After an intense outpouring of outrage and public criticism, the race was canceled.
It’s important to remember that no matter your opinion on holding the race, the intentions were right. Taking action, trying to get back to life as usual and trying to raise millions of dollars to help in recovery.
The reality, as many pointed out, is that life is not ‘back to usual’ for millions affected by hurricane Sandy. And it will be that way for weeks, months and even longer in many cases.
Because of the scale of the tragedy, it was simply too soon to hold the race before completing critical recovery work. On reflection, an important reality check was delivered despite the best intentions of NYC Marathon organizers. Credit social media for amplifying public opinion on the race.
I hope the public will support other relief efforts and when the race is held in the future it will be in better times.
I live far from New York City. Things can look very different from a distance. I wish we could have been inspired by the race. But we will continue to be inspired by the hard work of residents to rebuild after the hurricane.
I’ll leave my original post in place because it’s a good example that sober second thought sometimes is needed for better decisions.
My original post follows:
What’s the word that best describes New York City to you after the devastating effects of Hurricane Sandy all along the US coast?
To me, it’s resilience.
On my last visit to New York City on business, I marveled at the hustle, bustle, chutzpah and energy of the city.
Yes, always elbows flying and business first. But frequently moments of shared humanity too. Small things that remind you how much people care no matter where they live.
A door held open for a frail senior citizen. A tourist family looking up at skyscrapers in awe. An extra bit of care from a concierge or clerk. Locals always quick with a quip or a story.
And always a welcome for visitors and newcomers who, if determined, can make their way and be part of the American dream.
New Yorkers are resilient. That’s why I applaud organizers of New York City Marathon for going ahead with the race this weekend. Just days after the impact of hurricane Sandy.
They’re calling it the “Race to Recover.” There will be sponsors visible but this year’s marathon won’t be about sponsorships, public relations or marketing. It will raise millions for disaster relief and it will prove a city’s resilience.
Yes, there were mistakes during the tragedy as a few companies stupidly tried to turn crisis into a business opportunity. Other individuals reacted with silly social media stunts.
But everywhere there were moments of care, compassion and bravery by first responders, caregivers and communities. Risking their own safety. Reaching out to help those affected. Offering support to others who lost everything and must now rebuild.

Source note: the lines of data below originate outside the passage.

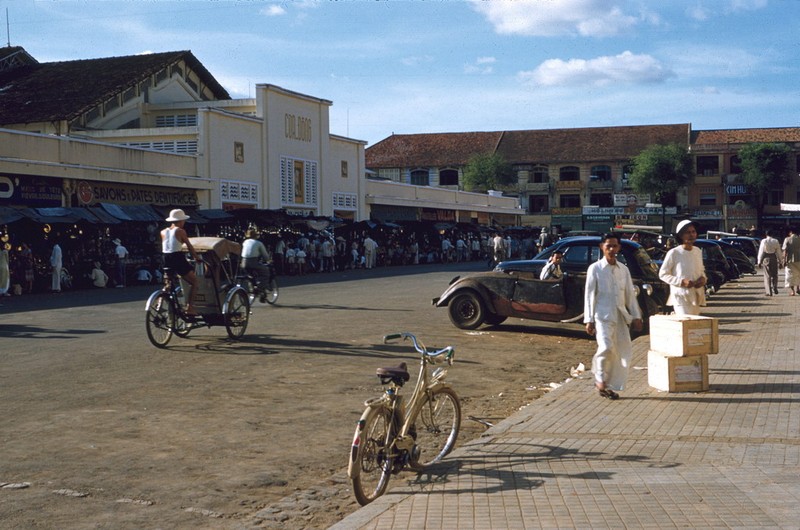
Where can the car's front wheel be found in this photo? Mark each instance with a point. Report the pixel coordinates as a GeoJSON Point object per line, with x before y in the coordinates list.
{"type": "Point", "coordinates": [466, 310]}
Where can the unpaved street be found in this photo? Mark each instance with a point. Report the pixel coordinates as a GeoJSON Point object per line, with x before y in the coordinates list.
{"type": "Point", "coordinates": [100, 429]}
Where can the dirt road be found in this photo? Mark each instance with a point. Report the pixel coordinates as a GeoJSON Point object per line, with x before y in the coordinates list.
{"type": "Point", "coordinates": [101, 430]}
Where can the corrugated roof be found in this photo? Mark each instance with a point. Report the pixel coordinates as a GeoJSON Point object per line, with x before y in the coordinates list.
{"type": "Point", "coordinates": [533, 146]}
{"type": "Point", "coordinates": [430, 149]}
{"type": "Point", "coordinates": [743, 136]}
{"type": "Point", "coordinates": [64, 90]}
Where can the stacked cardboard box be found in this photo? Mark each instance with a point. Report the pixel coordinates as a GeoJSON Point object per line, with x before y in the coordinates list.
{"type": "Point", "coordinates": [679, 350]}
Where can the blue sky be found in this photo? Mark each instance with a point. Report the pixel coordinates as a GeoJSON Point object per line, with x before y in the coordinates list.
{"type": "Point", "coordinates": [451, 66]}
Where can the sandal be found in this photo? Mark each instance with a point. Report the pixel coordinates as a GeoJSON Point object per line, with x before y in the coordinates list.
{"type": "Point", "coordinates": [608, 394]}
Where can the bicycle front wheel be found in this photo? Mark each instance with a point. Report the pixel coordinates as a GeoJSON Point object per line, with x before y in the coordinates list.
{"type": "Point", "coordinates": [160, 319]}
{"type": "Point", "coordinates": [372, 464]}
{"type": "Point", "coordinates": [437, 425]}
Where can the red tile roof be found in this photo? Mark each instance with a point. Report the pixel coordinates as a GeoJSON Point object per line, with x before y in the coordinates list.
{"type": "Point", "coordinates": [743, 136]}
{"type": "Point", "coordinates": [430, 150]}
{"type": "Point", "coordinates": [588, 144]}
{"type": "Point", "coordinates": [65, 90]}
{"type": "Point", "coordinates": [531, 146]}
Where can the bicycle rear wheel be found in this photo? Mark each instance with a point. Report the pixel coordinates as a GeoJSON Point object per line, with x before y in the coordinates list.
{"type": "Point", "coordinates": [437, 425]}
{"type": "Point", "coordinates": [160, 321]}
{"type": "Point", "coordinates": [372, 464]}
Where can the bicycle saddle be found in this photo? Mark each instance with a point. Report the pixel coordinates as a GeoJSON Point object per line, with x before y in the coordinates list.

The media told these stories with impact. They played their usual critical role in communicating during the crisis, updating the public and reminding us of our humanity.
Even with another winter storm expected in a few days, New Yorkers are back to life. Doing what they do best.
I hope the marathon is a huge success. Not just for the sponsors who are generously pledging to raise millions for Red Cross and other relief efforts.
This race is for the spirit, for the heart and soul of the place. It’s a message about the future of New York City and other devastated communities on the US Northeast coast.
At some point, before the start of the race, there will be a brief ceremony to remember those devastated by tragedy. And then it will be time to get on with living and the Race to Recover.
Remarkable. Resourceful. Resilient. That’s New York City! I’ll be cheering and watching the race with admiration.